Pour Khalil al-Mozian, réalisateur et directeur du festival placé sous le  slogan "On a besoin de respirer", on est encore loin d'une vraie séance de cinéma et de la sensation d'évasion qu'il voudrait offrir à ses compatriotes. Pendant toute la durée du film, la lumière a dû rester allumée "pour éviter tout problème alors qu'hommes et femmes sont mélangés", expliquent des employés, qui préfèrent rester anonymes. La mixité a également empêché le festival d'organiser des projections en plein air, poursuit Khalil al-Mozian. Il y avait l'espace pour accueillir les écrans et les plus de 10.000 festivaliers mais le ministère de la Culture à Gaza a  refusé.

Lors de l'ouverture du festival, Khalil al-Mozian a lancé au public : "J'aurais voulu tenir ce festival en plein air ou au cinéma Nasr", aujourd'hui un bâtiment laissé à l'abandon, dont les murs blancs s'encrassent lentement et  dont ne subsiste que le nom inscrit en lettres capitales latines bleues. Et d'ajouter: "Dix ans qu'on est sous blocus, ça suffit, on a besoin de respirer. Hamas, on est fatigués, on veut un peu de liberté" à Gaza, ravagée  depuis 2008 par trois guerres et noyée dans le marasme économique et politique.

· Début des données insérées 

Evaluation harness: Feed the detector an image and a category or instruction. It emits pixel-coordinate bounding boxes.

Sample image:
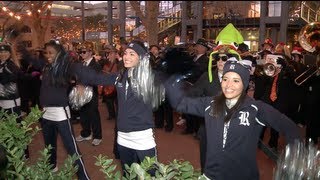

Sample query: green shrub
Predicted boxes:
[0,107,78,180]
[95,154,205,180]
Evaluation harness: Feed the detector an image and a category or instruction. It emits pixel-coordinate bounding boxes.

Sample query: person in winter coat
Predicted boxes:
[165,60,301,180]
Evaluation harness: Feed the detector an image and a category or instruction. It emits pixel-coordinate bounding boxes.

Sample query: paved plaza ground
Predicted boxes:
[29,100,304,180]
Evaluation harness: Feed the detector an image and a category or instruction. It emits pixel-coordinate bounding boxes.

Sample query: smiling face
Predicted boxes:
[123,48,139,68]
[221,72,243,99]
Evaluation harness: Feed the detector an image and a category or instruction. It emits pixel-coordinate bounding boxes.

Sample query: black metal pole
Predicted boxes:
[81,1,86,41]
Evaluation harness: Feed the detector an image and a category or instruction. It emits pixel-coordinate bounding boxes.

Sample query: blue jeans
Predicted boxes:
[41,118,90,180]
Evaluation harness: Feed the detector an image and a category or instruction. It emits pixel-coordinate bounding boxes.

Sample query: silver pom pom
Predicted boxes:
[69,85,93,110]
[274,141,320,180]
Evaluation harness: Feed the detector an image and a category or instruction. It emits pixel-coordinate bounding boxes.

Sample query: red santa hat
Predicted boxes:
[291,46,303,56]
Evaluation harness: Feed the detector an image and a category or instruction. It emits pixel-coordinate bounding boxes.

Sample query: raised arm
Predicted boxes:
[70,63,118,85]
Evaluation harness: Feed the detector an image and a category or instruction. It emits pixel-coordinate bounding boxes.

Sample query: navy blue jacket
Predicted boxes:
[40,63,116,107]
[166,81,299,180]
[116,71,154,132]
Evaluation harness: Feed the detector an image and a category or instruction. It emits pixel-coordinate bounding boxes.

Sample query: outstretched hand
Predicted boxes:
[277,57,287,68]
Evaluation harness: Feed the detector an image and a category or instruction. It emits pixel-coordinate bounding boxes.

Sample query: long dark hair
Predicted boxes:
[44,40,71,87]
[210,90,247,123]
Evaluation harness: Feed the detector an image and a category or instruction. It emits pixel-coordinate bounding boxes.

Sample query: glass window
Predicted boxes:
[248,1,260,18]
[268,1,281,17]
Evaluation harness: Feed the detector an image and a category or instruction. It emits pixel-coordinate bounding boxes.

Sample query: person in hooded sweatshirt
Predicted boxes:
[40,40,117,180]
[115,40,165,173]
[165,60,301,180]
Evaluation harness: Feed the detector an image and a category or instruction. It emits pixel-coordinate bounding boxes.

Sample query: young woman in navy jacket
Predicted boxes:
[165,61,300,180]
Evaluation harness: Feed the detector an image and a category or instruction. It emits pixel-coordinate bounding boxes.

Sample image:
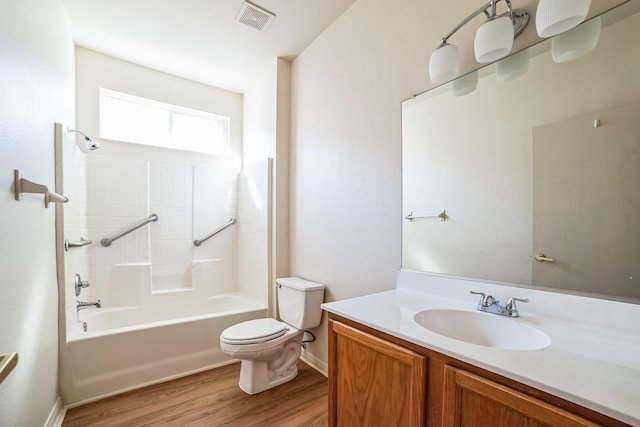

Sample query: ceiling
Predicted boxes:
[63,0,355,93]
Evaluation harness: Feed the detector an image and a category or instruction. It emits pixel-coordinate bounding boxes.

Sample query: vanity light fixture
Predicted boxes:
[429,0,529,84]
[536,0,591,38]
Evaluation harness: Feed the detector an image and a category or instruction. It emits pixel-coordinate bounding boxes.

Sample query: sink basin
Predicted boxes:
[414,310,551,350]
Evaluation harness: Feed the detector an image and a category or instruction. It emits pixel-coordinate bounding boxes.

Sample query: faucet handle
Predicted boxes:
[504,297,529,317]
[469,291,498,308]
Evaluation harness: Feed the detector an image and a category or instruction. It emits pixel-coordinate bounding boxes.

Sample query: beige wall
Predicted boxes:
[0,0,74,426]
[290,0,632,368]
[290,0,436,363]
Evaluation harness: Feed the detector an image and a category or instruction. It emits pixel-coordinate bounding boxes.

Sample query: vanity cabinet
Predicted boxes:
[329,322,426,427]
[329,313,627,427]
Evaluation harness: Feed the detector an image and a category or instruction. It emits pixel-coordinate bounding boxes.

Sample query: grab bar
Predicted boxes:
[404,210,447,222]
[193,218,238,246]
[100,214,158,247]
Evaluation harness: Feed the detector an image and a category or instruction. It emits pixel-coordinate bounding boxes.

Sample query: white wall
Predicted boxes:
[0,0,74,427]
[239,58,291,308]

Dans le centre de Gaza, des vestiges témoignent encore de "la belle époque"  qu'a connue Abou Raëd : le cinéma Samer, le plus vieux de la ville ouvert en 1944, finit de s'effondrer doucement. Houria, le grand cinéma du sud de la  bande de Gaza, à Khan Younès, a été remplacé par un centre du livre islamique. N'en déplaise "aux esprits réactionnaires", il faut rouvrir les cinémas, martèle Abou Raëd. Car, au-delà du plaisir des spectateurs, "produire des films, c'est aussi faire connaître la cause palestinienne".